Prinzipien werden durch Sätze ausgedrückt. Sie sind mit anderen Worten die Bedeutung von
(allgemeinen) Sätzen bzw. die mit solchen Sätzen verbundenen komplexen Ideen. Folglich
müssen auch sie strukturiert sein. D.h., sie müssen zumindest aus zwei Ideen, einer
partikulären und einer allgemeinen, zusammengesetzt sein.
3. Kap.: Weitere Betrachtungen über angeborene Prinzipien
Hauptthese Locke: Allgemeinste Prinzipien sind nicht angeboren, sondern erworben.
P1: Ein Prinzip kann nicht angeboren sein, wenn die Ideen, aus denen das Prinzip
zusammengesetzt ist, nicht angeboren sind.

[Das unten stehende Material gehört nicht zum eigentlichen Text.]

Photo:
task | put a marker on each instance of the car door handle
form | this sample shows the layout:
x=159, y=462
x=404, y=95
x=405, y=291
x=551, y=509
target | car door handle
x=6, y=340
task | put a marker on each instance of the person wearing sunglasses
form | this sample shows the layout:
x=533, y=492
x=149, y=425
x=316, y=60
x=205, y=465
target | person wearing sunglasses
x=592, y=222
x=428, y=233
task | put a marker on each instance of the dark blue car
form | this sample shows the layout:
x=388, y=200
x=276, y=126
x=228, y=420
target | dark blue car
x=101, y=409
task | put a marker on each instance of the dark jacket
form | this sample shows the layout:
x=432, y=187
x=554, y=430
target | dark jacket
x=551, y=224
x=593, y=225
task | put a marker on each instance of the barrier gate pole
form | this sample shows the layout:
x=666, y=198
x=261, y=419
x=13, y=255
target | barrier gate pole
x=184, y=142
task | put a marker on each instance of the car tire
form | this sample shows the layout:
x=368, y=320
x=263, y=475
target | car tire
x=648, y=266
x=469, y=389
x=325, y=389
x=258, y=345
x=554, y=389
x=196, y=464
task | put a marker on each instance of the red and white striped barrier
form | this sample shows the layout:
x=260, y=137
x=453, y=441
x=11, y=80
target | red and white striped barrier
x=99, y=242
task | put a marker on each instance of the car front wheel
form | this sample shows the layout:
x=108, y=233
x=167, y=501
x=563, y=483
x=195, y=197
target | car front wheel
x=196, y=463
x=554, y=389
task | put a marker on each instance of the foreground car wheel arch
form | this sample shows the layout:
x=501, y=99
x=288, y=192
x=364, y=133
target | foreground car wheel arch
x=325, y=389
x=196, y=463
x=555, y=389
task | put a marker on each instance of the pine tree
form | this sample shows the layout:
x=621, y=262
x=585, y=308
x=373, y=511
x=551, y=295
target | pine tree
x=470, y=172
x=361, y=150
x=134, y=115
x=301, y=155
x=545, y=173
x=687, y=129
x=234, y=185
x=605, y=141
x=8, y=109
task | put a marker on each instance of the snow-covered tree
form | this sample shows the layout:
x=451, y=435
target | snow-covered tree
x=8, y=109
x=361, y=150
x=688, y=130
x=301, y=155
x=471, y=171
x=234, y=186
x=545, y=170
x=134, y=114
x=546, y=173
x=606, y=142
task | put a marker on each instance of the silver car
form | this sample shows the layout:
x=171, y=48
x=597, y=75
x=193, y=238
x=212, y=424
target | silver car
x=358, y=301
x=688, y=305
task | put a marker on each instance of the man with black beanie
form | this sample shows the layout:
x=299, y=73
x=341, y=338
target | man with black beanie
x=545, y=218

P2: Bei neugeborenen Kindern zeigt sich „nicht die geringste Spur von tief eingewurzelten
Ideen, insbesondere nicht von Ideen, die den Ausdrücken entsprächen, aus welchen die als
angeborene Prinzipien betrachteten allgemeinen Sätze gebildet sind.“ (S. 80/81, seine
Hervorhebung)
K1: Der Geist von Kindern enthält keine angeborenen Prinzipien.
ABER:
P3: „Man kann wahrnehmen, wie später allmählich Ideen in ihren Geist gelangen und dass sie
weder mehr noch andere Ideen erwerben, als die, mit denen die Erfahrung und die
Beobachtung der ihnen begegnenden Dinge sie ausstatten.“ (S. 81, meine H.)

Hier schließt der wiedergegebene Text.